Senator COONEY —My question is directed to the Minister representing the Minister for Social Security. Does the Department of Social Security have in operation any practice of appropriating funds from social security recipients allegedly in debt to it without a court order? If so, what is the legal basis for that practice? Does the Department have what is called a recall system? If so, what is it?

Senator TATE —Yes, the Social Security Department does have in operation a practice of obtaining funds from social security recipients allegedly in debt without a court order. This is by way of withholding from pensions, benefits and allowances, and by recall. The legal authority for withholding is contained in sub-section 140 (2) and for recall in sub-section 135td (3) of the Social Security Act 1947, with which I am sure Senator Cooney, or at least his spouse, will be very familiar.

The Social Security Act 1947 empowers the Department to recall moneys exceeding the amount payable under the Act that have been credited to a pensioner's, beneficiary's or allowee's account. Under agreement with the Australian Bankers Association, a recall from a savings account will not be made once the payment has been entered in the passbook. This restriction does not apply to credit union or building society accounts. Recall action is taken under one of the following categories: Direct credit to an account continues after the person's death-recall only with next of kin's consent; whole or part payment is in excess of the person's entitlement; a person requests immediate payment but payment has already been direct credited, in which case that again occurs with the person's consent.

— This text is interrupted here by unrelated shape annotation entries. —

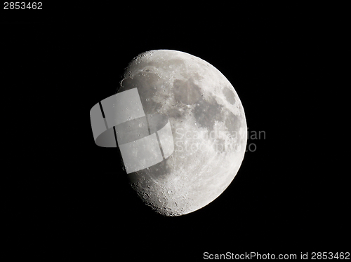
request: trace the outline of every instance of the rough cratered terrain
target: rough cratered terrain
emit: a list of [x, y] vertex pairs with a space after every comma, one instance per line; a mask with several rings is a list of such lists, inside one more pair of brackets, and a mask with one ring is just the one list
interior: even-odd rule
[[133, 188], [164, 215], [204, 207], [233, 180], [245, 152], [246, 123], [234, 88], [206, 61], [169, 50], [132, 60], [118, 92], [135, 88], [145, 114], [169, 118], [174, 152], [128, 174]]

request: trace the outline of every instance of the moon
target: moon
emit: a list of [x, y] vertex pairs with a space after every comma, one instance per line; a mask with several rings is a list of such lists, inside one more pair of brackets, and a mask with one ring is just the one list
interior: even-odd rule
[[135, 88], [145, 114], [168, 118], [174, 151], [128, 174], [131, 186], [164, 216], [204, 207], [230, 184], [245, 153], [246, 121], [237, 92], [207, 62], [171, 50], [145, 52], [130, 62], [117, 93]]

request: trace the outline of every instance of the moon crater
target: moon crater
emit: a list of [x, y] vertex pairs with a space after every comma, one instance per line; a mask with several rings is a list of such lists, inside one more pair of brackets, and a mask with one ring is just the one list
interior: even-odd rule
[[118, 92], [135, 88], [145, 114], [168, 118], [174, 151], [128, 174], [132, 187], [165, 216], [206, 206], [229, 186], [244, 158], [247, 127], [236, 91], [207, 62], [170, 50], [131, 62]]

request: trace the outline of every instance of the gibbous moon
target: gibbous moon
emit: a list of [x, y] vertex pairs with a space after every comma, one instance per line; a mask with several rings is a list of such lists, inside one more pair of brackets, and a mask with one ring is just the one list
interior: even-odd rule
[[168, 119], [174, 150], [128, 174], [133, 188], [165, 216], [204, 207], [227, 188], [244, 158], [247, 127], [237, 92], [207, 62], [171, 50], [131, 62], [117, 93], [135, 88], [146, 115]]

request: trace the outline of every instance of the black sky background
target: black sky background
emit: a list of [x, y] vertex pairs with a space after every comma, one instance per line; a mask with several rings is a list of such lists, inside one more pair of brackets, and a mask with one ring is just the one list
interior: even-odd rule
[[[349, 198], [343, 177], [324, 165], [330, 142], [326, 148], [317, 134], [324, 130], [316, 93], [326, 78], [327, 18], [303, 8], [265, 13], [264, 6], [46, 6], [35, 15], [11, 11], [1, 25], [3, 84], [11, 94], [4, 99], [22, 116], [20, 125], [9, 122], [19, 129], [5, 131], [6, 139], [21, 137], [7, 161], [15, 244], [40, 243], [31, 251], [67, 258], [157, 261], [197, 261], [205, 251], [346, 251]], [[130, 60], [153, 49], [186, 52], [218, 69], [241, 100], [249, 135], [265, 132], [248, 141], [257, 149], [221, 195], [178, 217], [144, 205], [116, 151], [96, 146], [91, 134], [91, 108], [116, 92]]]

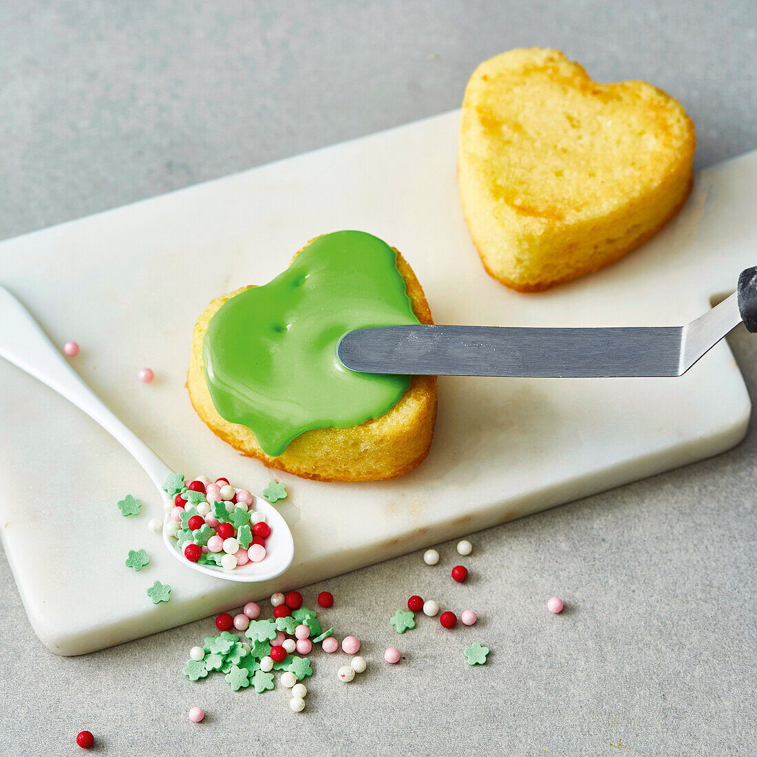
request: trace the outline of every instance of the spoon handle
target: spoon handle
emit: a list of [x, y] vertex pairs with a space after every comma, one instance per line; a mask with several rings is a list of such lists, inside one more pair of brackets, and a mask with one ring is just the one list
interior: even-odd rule
[[0, 357], [55, 389], [96, 421], [144, 469], [158, 489], [171, 469], [84, 383], [31, 313], [0, 286]]

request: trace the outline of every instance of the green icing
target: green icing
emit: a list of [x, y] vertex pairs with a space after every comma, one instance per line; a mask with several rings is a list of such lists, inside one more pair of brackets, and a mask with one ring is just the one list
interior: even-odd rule
[[210, 319], [203, 360], [213, 403], [273, 456], [303, 431], [378, 418], [410, 376], [350, 371], [337, 345], [354, 329], [418, 322], [388, 245], [363, 232], [319, 237]]

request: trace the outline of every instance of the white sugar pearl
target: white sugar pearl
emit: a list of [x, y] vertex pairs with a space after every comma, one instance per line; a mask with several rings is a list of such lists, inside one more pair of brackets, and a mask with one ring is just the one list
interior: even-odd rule
[[365, 657], [361, 657], [360, 655], [355, 655], [355, 656], [352, 658], [352, 662], [350, 662], [350, 667], [351, 667], [356, 673], [363, 672], [367, 665], [368, 663], [366, 662]]
[[426, 600], [423, 603], [423, 614], [433, 618], [439, 612], [439, 606], [433, 600]]
[[349, 684], [355, 678], [355, 671], [346, 665], [343, 665], [337, 671], [337, 678], [345, 684]]
[[301, 696], [293, 696], [289, 700], [289, 709], [292, 712], [301, 712], [305, 709], [305, 700]]
[[423, 562], [427, 565], [435, 565], [439, 562], [439, 553], [436, 550], [426, 550], [423, 553]]
[[223, 540], [223, 551], [227, 555], [235, 555], [239, 551], [239, 542], [233, 536]]

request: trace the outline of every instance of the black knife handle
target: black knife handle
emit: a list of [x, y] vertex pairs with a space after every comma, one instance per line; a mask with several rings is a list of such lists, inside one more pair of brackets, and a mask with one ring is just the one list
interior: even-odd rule
[[739, 274], [739, 312], [746, 330], [757, 332], [757, 267], [747, 268]]

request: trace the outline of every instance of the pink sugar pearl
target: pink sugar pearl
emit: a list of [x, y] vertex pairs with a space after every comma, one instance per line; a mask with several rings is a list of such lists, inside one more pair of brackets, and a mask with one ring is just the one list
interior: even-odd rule
[[399, 650], [394, 649], [394, 646], [390, 646], [389, 649], [384, 653], [384, 659], [385, 659], [389, 665], [396, 665], [400, 659], [402, 659], [402, 655], [400, 654]]
[[360, 640], [357, 636], [345, 636], [341, 649], [348, 655], [357, 655], [360, 651]]
[[205, 487], [205, 499], [208, 502], [221, 502], [221, 488], [217, 484], [208, 484]]
[[472, 625], [478, 619], [478, 616], [472, 610], [463, 610], [460, 615], [463, 625]]
[[250, 618], [246, 615], [240, 612], [239, 615], [234, 616], [234, 628], [237, 631], [247, 631], [249, 626]]
[[555, 615], [562, 612], [563, 607], [565, 604], [559, 597], [553, 597], [547, 600], [547, 609]]
[[263, 544], [253, 544], [247, 553], [253, 562], [260, 562], [266, 559], [266, 548]]
[[309, 655], [313, 651], [313, 642], [310, 639], [298, 639], [297, 651], [301, 655]]
[[249, 507], [254, 501], [255, 497], [247, 489], [240, 489], [237, 492], [237, 502], [243, 502]]
[[192, 707], [189, 710], [189, 719], [193, 723], [201, 723], [205, 717], [205, 711], [201, 707]]
[[214, 536], [211, 536], [210, 538], [207, 540], [207, 548], [211, 552], [223, 552], [223, 540], [217, 534]]
[[245, 605], [245, 609], [242, 610], [250, 618], [250, 620], [254, 620], [256, 618], [259, 617], [260, 615], [260, 607], [256, 602], [248, 602]]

A requirement of the Social Security Act is that the client and the financial institution be notified in writing that an amount is to be recalled. Where payment is made to a client by cheque and recovery of that payment is necessary, a stop payment is placed with the financial institution concerned. If effective, this action prevents the client from cashing the cheque. If not effective, an overpayment would be raised and recovery would be in the normal manner; that is, refund or limiting the client's payment.